Intervention de Jacqueline Gourault

Réunion du 3 février 2016 à 14h30
Laïcité : inscriptions des principes de la loi de 1905 dans la constitution — Rejet d'une proposition de loi constitutionnelle

Photo de Jacqueline GouraultJacqueline Gourault :

Au fond, c’est la définition d’un juste équilibre entre la liberté des consciences et l’organisation laïque de l’État qui a conféré à ce texte sa longévité et son efficacité. L’esprit de modération, on le voit, est un gage de saine législation.

La laïcité s’impose donc en France et elle impose la neutralité à l’État, mais celui-ci n’impose pas la laïcité à la société civile et aux personnes, pour qui le droit de pratiquer ou non leur religion demeure un droit privé.

Ce que l’on dit moins souvent, c’est que la loi de 1905 de séparation des Églises et de l’État a permis aussi le développement d’un pluralisme dans les Églises, en particulier au sein de l’Église catholique, qui est ainsi devenue plus indépendante. On peut citer, par exemple – Mme Benbassa a fait référence tout à l’heure au MRP –, le cardinal Liénart, qui a été pendant quarante ans évêque de Lille ; il a été le fondateur de l’Action catholique, notamment de l’Action catholique ouvrière, montrant ainsi la diversité de l’Église.

La loi de 1905 a donc aussi libéré l’Église, il est très important de le rappeler.

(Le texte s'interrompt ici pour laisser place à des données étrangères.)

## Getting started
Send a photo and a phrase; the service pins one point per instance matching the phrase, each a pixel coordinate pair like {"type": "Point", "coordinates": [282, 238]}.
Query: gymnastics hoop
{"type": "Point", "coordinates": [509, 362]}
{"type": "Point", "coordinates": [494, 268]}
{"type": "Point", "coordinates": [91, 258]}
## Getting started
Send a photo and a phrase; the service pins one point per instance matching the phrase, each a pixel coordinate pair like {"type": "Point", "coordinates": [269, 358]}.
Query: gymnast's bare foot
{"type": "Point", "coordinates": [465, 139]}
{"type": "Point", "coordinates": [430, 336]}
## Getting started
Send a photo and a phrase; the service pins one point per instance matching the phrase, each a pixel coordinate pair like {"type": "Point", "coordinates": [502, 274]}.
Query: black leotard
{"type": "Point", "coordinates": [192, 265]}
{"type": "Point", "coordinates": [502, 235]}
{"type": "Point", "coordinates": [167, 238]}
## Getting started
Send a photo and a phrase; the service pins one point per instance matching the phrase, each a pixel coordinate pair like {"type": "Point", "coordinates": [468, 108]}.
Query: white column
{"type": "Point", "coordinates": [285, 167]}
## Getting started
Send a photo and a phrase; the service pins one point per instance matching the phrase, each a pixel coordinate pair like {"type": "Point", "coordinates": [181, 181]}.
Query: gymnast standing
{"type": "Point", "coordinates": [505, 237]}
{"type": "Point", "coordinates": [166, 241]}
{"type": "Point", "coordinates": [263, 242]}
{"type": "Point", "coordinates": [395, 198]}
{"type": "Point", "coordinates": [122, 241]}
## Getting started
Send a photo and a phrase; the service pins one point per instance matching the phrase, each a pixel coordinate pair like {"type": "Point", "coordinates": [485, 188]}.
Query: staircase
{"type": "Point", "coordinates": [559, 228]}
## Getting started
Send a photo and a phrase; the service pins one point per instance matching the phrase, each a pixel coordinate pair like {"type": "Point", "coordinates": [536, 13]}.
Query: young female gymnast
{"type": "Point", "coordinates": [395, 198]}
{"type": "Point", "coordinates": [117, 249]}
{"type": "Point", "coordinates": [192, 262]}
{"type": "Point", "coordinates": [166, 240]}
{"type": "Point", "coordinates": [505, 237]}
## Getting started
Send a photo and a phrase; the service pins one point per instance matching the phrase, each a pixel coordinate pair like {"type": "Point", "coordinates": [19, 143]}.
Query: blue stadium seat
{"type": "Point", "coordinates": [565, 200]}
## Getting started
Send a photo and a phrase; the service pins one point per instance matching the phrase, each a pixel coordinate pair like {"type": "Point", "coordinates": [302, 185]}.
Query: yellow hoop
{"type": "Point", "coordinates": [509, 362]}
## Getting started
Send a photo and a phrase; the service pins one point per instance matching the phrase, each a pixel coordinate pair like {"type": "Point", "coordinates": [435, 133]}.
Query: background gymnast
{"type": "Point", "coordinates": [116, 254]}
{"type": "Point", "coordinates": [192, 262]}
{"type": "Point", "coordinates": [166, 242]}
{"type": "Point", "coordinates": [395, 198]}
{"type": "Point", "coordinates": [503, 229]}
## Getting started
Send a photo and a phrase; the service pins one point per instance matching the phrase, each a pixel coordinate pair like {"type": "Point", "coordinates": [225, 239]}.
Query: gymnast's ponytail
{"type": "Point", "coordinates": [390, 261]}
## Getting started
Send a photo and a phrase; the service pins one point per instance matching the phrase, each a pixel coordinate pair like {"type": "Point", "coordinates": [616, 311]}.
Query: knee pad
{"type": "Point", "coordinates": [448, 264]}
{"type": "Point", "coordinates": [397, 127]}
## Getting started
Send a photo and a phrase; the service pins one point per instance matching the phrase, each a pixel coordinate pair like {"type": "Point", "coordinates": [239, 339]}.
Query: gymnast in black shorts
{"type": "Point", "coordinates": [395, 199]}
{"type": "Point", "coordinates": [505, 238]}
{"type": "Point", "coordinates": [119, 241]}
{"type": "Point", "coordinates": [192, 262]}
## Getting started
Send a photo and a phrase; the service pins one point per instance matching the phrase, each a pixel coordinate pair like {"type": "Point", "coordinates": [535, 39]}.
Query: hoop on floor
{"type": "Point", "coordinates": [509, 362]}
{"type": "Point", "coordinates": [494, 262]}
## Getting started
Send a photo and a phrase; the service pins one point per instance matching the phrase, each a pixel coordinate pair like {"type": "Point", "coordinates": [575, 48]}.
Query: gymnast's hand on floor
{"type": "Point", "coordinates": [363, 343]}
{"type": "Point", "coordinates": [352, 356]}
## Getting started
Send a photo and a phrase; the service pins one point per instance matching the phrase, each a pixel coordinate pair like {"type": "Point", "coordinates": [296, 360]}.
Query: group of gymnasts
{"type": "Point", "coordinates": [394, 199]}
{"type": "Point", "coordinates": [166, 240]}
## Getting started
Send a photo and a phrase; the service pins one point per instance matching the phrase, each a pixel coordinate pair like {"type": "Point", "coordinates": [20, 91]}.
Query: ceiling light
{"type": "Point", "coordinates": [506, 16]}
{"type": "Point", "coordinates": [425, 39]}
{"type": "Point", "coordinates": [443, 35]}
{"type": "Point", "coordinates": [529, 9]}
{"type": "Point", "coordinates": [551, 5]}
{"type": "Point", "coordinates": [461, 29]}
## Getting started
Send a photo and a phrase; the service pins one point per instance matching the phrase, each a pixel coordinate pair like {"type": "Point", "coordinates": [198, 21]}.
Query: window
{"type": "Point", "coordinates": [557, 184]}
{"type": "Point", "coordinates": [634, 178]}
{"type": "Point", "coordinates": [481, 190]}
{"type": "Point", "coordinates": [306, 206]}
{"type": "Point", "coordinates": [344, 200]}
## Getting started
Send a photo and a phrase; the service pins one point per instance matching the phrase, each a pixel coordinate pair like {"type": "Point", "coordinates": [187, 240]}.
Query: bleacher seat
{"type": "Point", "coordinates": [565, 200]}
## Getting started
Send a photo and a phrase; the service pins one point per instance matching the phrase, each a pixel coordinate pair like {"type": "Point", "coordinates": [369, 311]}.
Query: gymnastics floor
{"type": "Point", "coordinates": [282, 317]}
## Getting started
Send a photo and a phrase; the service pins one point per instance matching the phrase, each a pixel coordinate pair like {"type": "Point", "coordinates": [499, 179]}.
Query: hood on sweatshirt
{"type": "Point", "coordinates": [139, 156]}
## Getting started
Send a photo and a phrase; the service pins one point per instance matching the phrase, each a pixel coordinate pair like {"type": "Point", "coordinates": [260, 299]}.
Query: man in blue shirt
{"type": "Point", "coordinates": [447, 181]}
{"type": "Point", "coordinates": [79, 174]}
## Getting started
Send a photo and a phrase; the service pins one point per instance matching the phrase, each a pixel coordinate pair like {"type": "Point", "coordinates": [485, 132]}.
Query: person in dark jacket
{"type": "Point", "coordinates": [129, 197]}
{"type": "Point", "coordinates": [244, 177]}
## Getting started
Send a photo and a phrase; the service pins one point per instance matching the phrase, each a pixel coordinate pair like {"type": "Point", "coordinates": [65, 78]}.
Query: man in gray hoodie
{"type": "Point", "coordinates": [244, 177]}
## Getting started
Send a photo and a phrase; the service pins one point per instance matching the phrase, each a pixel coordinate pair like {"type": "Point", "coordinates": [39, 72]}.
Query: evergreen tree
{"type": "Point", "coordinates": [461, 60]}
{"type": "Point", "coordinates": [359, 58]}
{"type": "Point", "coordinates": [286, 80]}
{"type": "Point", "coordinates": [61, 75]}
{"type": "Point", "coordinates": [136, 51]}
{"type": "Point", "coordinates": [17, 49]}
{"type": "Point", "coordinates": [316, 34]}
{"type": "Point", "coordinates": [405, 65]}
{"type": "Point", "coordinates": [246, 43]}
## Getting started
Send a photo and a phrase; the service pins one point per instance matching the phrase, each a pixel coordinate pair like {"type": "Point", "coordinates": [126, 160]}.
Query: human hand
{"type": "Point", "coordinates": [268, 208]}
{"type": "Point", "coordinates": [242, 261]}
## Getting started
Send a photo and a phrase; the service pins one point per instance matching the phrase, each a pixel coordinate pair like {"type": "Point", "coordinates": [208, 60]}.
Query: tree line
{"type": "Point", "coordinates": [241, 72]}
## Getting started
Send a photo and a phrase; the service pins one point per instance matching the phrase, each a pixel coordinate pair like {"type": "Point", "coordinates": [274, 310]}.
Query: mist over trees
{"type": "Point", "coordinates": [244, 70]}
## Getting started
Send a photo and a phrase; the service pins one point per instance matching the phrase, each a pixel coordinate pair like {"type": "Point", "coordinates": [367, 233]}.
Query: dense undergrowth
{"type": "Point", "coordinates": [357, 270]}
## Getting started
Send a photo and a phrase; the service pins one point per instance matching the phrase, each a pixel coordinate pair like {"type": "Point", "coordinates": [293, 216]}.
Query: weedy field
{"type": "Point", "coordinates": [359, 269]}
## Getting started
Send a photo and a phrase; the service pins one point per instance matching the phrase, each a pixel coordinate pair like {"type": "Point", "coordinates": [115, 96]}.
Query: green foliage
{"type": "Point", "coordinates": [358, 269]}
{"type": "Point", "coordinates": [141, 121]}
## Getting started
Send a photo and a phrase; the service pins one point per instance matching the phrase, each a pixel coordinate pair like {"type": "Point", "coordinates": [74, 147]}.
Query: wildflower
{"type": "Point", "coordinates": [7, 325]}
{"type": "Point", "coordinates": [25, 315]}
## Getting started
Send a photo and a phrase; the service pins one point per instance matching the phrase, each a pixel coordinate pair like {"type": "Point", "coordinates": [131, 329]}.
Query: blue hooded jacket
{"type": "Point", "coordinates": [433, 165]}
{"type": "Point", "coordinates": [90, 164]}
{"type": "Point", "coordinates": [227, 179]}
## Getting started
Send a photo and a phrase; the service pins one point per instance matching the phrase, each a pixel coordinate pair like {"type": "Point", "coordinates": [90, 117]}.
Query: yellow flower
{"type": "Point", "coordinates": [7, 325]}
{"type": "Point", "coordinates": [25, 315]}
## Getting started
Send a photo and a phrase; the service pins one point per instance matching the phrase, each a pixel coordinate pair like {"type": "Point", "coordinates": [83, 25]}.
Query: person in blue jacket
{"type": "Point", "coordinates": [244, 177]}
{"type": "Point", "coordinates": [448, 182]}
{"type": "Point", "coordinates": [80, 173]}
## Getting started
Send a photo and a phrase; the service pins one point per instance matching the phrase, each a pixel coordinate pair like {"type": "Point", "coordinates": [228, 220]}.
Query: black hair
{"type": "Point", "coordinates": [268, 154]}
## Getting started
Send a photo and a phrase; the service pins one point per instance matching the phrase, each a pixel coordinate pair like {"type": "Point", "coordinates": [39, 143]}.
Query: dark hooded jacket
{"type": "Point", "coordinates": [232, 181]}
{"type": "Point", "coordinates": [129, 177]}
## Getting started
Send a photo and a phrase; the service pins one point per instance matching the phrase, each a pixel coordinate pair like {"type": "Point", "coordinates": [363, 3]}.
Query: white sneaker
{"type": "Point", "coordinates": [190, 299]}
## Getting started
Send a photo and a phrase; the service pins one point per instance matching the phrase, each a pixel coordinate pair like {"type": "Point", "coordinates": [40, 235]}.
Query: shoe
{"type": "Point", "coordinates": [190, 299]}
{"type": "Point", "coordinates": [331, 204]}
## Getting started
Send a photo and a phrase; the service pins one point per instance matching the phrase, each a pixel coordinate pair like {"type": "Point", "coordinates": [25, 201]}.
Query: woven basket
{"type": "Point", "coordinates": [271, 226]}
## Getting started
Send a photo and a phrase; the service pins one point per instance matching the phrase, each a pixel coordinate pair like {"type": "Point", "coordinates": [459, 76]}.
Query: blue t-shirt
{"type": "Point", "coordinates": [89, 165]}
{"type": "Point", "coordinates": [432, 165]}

Après notre rapporteur, le président de la commission des lois et un certain nombre d’orateurs, permettez-moi de relever qu’aujourd’hui le principe de laïcité paraît menacé. Le communautarisme et les revendications de toute nature sont de plus en plus pressants. Nous y faisons tous face, en tant qu’élus, notamment en tant qu’élus locaux. Je pense aux maires en particulier qui ont à faire face – cela a été dit par d’autres – à des situations parfois très difficiles, où des communautés tentent d’imposer leur vision. Je pense également à tous les fonctionnaires, à l’école ou dans les hôpitaux, qui assument chaque jour le lourd devoir de rappeler chacun à la retenue dans l’espace public.

La constitutionnalisation du titre Ier de la loi de 1905 est-elle une solution pertinente pour faire face à ces dérives ? Bien que nous partagions, bien sûr, les inquiétudes exprimées par Jacques Mézard, la présente proposition de loi ne semble pas de nature, comme d’autres l’ont dit avant moi, à y apporter une réponse.

La première série d’interrogations porte sur le champ des principes constitutionnels.

Notre Constitution est déjà très explicite en matière de reconnaissance du principe de laïcité. L’article X de la Déclaration des droits de l’homme et du citoyen de 1789 dispose que « nul ne doit être inquiété pour ses opinions, même religieuses, pourvu que leur manifestation ne trouble pas l’ordre public établi par la Loi ». Cela impose donc la neutralité à l’État.

Dans un sens complémentaire, le premier alinéa de l’article 1er de la Constitution de 1958 dispose très explicitement que « La France est une République indivisible, laïque, démocratique et sociale. Elle assure l’égalité devant la loi de tous les citoyens sans distinction d’origine, de race ou de religion. Elle respecte toutes les croyances. »

Tout est dit. Le terme même de « laïcité » n’est pas dans la loi de 1905. Dès lors, élever au rang constitutionnel le titre Ier de cette loi ne présenterait aucune plus-value réelle. Cela n’enlève rien au fait que ce texte demeure la déclinaison idéale dans la loi du principe de laïcité qui est déjà constitutionnel. Notre rapporteur l’a très justement formulé en rappelant que la Constitution, en tant que norme suprême, avait sa fonction propre et n’avait donc pas vocation à devenir un simple « code de la République ».

La seconde série d’interrogations porte sur l’équilibre actuellement en vigueur dans les départements du Bas-Rhin, du Haut-Rhin et de la Moselle, et on sait l’importance du sujet.

Ces territoires bénéficient d’un droit des cultes partiellement dérogatoire à la loi de 1905 pour des motifs historiques. Cet état du droit cristallise un équilibre social et religieux que nous ne pouvons qu’appréhender avec la plus grande prudence.

La question se pose également pour les collectivités ultramarines, comme le rapporteur l’a rappelé.

Au-delà des régimes dérogatoires, les dispositions fiscales actuellement en vigueur, le régime des dons ou des baux emphytéotiques administratifs concédés à des associations cultuelles ne manqueraient pas d’être déclarés inconstitutionnels, si l’on suivait la proposition de loi de notre collègue. Nous ne ferions ainsi qu’alimenter le malaise actuel sans répondre au problème de fond vécu par nos concitoyens.

Dans ces conditions, le groupe UDI-UC, après avoir pesé le pour et le contre, a décidé de ne pas voter en faveur de cette proposition de loi constitutionnelle.